In a hurry? Order the daily changing business lunch menu, which will take less than 59 minutes from sitting down to sipping espresso.
Again in the center of the city beneath the towering Cologne Cathedral, you will find Früh am Dom. This traditional restaurant is housed in a former brewery and serves good old-fashioned German food on three different levels.
Besides the main Brauhaus restaurant, you can dine in the vaulted, cozy brewery cellar, or the modern and airy Hof 18 restaurant on the second floor with views of the cathedral. And like any good German restaurant, it comes complete with a beer garden in the warmer months.
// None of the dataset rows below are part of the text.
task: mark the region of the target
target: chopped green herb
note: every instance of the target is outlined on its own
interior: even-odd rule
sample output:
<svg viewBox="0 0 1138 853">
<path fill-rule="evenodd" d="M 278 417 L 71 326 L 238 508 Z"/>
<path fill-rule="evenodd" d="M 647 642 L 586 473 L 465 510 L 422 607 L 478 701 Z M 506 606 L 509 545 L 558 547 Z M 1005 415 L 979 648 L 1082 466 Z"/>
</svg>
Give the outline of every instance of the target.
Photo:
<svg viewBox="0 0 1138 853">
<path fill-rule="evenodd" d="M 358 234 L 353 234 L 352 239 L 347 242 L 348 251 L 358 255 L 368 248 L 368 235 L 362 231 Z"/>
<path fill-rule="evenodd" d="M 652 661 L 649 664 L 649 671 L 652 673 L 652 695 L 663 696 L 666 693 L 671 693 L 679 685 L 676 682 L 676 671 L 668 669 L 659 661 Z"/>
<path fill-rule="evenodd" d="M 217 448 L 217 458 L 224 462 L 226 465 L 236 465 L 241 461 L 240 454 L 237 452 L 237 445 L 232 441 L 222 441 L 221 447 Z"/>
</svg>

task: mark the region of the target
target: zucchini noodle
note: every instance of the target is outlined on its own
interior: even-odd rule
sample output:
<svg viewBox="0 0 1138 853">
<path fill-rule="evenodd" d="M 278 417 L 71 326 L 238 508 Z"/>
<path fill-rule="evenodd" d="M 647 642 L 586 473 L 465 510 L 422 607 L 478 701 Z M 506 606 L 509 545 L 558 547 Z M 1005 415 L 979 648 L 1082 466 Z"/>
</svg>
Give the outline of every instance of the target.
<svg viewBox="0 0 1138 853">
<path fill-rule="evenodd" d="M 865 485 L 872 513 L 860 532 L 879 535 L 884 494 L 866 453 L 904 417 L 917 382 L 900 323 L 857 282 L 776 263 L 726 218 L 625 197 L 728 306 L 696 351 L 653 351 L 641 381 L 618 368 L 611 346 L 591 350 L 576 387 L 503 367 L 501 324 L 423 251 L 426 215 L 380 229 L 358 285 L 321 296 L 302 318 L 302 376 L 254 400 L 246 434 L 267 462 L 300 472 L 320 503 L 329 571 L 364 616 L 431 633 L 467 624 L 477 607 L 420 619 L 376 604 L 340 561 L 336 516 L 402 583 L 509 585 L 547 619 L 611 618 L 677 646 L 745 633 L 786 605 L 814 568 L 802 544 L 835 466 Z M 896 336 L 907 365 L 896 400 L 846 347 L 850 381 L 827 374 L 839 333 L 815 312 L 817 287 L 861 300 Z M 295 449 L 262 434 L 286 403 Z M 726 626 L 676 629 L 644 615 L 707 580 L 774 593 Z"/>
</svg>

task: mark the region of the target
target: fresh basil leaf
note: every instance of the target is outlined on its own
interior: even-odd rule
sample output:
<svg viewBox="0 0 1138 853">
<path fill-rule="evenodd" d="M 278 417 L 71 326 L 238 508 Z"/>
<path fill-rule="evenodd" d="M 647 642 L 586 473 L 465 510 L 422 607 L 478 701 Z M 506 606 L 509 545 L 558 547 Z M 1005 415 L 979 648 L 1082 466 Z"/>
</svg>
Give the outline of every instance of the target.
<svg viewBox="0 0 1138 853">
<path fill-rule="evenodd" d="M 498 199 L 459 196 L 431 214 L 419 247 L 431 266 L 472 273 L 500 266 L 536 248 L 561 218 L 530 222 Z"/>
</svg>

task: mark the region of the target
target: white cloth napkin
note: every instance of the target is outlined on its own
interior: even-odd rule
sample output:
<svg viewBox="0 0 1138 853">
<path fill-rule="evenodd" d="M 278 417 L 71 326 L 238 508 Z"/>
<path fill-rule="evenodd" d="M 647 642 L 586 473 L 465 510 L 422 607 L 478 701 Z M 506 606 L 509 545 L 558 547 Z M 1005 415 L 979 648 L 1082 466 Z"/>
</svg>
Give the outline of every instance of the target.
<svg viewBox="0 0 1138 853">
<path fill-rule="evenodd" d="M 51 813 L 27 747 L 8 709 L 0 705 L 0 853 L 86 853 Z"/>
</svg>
Sample the Cologne Caviar, a black pudding (blutwurst) served with onion rings and a rye roll and butter, or go for the Rhenish Sauerbraten, marinated beef with dumplings and stewed applesauce.
You wish your grandma was this cool. The namesake oma (grandma), Paula Kleinmann, led the kitchen well into her 90s and the family-run restaurant still offers bargain prices and giant schnitzels with homemade sides.
Make a reservation as this local favorite is often filled to capacity, especially during Karneval when the regulars come in costume.